IBM NPS Design Portal

Overview

Ginni Rometty, CEO in 2017, announced that IBM will begin using Net Promoter Score (NPS) to gauge our clients' experience with IBM. For some time, the IBM Design for Client Services (IDfCS) team was in a constant stream of client workshops and had been collecting feedback in miscellaneous ways. The facilitation team had been piloting an approach to measure NPS, using tools that weren't ideal to help them make decisions. In the digital NPS surveys, they were focused on three questions around high/low points and how likely the client would be to recommend IBM Design Thinking to a friend or colleague. My team was tasked with building a tool for our team to easily create, manage and view extended analysis of the NPS surveys taken during workshops. 

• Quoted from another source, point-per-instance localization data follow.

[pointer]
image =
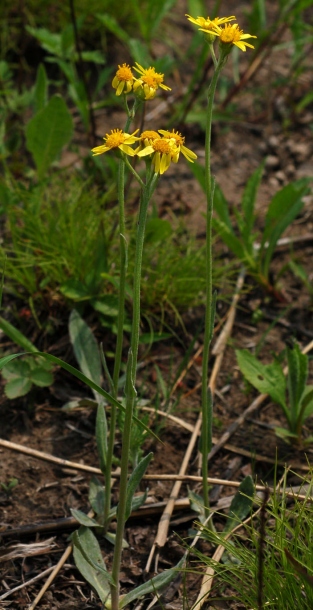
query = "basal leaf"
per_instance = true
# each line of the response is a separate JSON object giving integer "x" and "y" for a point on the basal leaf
{"x": 241, "y": 504}
{"x": 19, "y": 386}
{"x": 40, "y": 377}
{"x": 89, "y": 561}
{"x": 134, "y": 481}
{"x": 153, "y": 585}
{"x": 101, "y": 437}
{"x": 47, "y": 132}
{"x": 85, "y": 347}
{"x": 297, "y": 376}
{"x": 40, "y": 91}
{"x": 96, "y": 496}
{"x": 266, "y": 378}
{"x": 83, "y": 519}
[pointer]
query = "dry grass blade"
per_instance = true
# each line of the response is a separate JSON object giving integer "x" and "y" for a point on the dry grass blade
{"x": 254, "y": 405}
{"x": 27, "y": 550}
{"x": 29, "y": 582}
{"x": 51, "y": 578}
{"x": 163, "y": 527}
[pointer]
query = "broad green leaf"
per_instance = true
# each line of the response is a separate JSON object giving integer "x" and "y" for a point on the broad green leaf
{"x": 76, "y": 373}
{"x": 134, "y": 481}
{"x": 40, "y": 377}
{"x": 196, "y": 504}
{"x": 241, "y": 504}
{"x": 85, "y": 347}
{"x": 283, "y": 209}
{"x": 96, "y": 496}
{"x": 47, "y": 132}
{"x": 40, "y": 91}
{"x": 89, "y": 561}
{"x": 16, "y": 336}
{"x": 248, "y": 203}
{"x": 101, "y": 437}
{"x": 19, "y": 386}
{"x": 75, "y": 290}
{"x": 83, "y": 519}
{"x": 111, "y": 538}
{"x": 266, "y": 378}
{"x": 6, "y": 359}
{"x": 296, "y": 380}
{"x": 285, "y": 434}
{"x": 153, "y": 585}
{"x": 16, "y": 369}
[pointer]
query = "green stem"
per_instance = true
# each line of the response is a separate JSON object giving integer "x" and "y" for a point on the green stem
{"x": 120, "y": 337}
{"x": 130, "y": 389}
{"x": 121, "y": 310}
{"x": 146, "y": 195}
{"x": 207, "y": 406}
{"x": 130, "y": 402}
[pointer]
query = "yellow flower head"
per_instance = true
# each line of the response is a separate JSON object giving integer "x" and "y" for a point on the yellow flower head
{"x": 207, "y": 25}
{"x": 165, "y": 150}
{"x": 179, "y": 142}
{"x": 146, "y": 139}
{"x": 123, "y": 80}
{"x": 149, "y": 81}
{"x": 117, "y": 139}
{"x": 232, "y": 34}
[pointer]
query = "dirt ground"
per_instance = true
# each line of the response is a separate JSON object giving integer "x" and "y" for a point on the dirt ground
{"x": 46, "y": 492}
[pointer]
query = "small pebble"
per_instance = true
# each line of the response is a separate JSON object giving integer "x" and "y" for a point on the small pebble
{"x": 271, "y": 161}
{"x": 280, "y": 176}
{"x": 273, "y": 142}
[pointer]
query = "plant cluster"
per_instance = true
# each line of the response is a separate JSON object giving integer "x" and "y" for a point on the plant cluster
{"x": 100, "y": 255}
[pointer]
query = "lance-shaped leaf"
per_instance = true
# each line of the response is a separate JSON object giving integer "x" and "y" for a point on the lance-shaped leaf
{"x": 155, "y": 585}
{"x": 134, "y": 481}
{"x": 241, "y": 504}
{"x": 84, "y": 379}
{"x": 89, "y": 561}
{"x": 101, "y": 437}
{"x": 268, "y": 379}
{"x": 85, "y": 347}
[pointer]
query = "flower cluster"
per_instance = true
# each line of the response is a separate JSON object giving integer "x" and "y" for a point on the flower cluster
{"x": 228, "y": 34}
{"x": 163, "y": 147}
{"x": 144, "y": 87}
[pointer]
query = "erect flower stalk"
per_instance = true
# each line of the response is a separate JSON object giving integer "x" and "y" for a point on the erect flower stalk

*The work below is comprised of my contributions, as well as work done by my team.

 

Company

IBM

Role

Design Team Lead,
UX Contributor

Portfolio

IBM Design for Client Services

Photo Credit: Net Promoter Network

Photo Credit: Net Promoter Network

Planning

Prior to the full team starting, I spent time aligning with stakeholders to understand the requirements, timeline, and vision of the project. We were initially given 4 weeks to design, iterate, and build the tool with 4 front-end developers, 2 ux designers, and 2 visual designers. To jumpstart the work, I created a sprint calendar, set up a Box folder and a GitHub repository to provide focus for a quick start. We followed agile methodologies such as daily stand-ups, weekly playbacks, design reviews, and retrospectives.  


Research

In the discovery and iteration phase, we challenged ourselves to think outside of the initial "build an NPS tool" ask and the requirements that were given. If we started to think about all the ways our team could benefit from this tool, we really needed to understand our users needs (our team) better. With that, we set up stakeholder interviews to understand all the ways they obtain feedback from clients today and gather other metrics they would like measured alongside a basic NPS score. Beyond those requirements, we found opportunities.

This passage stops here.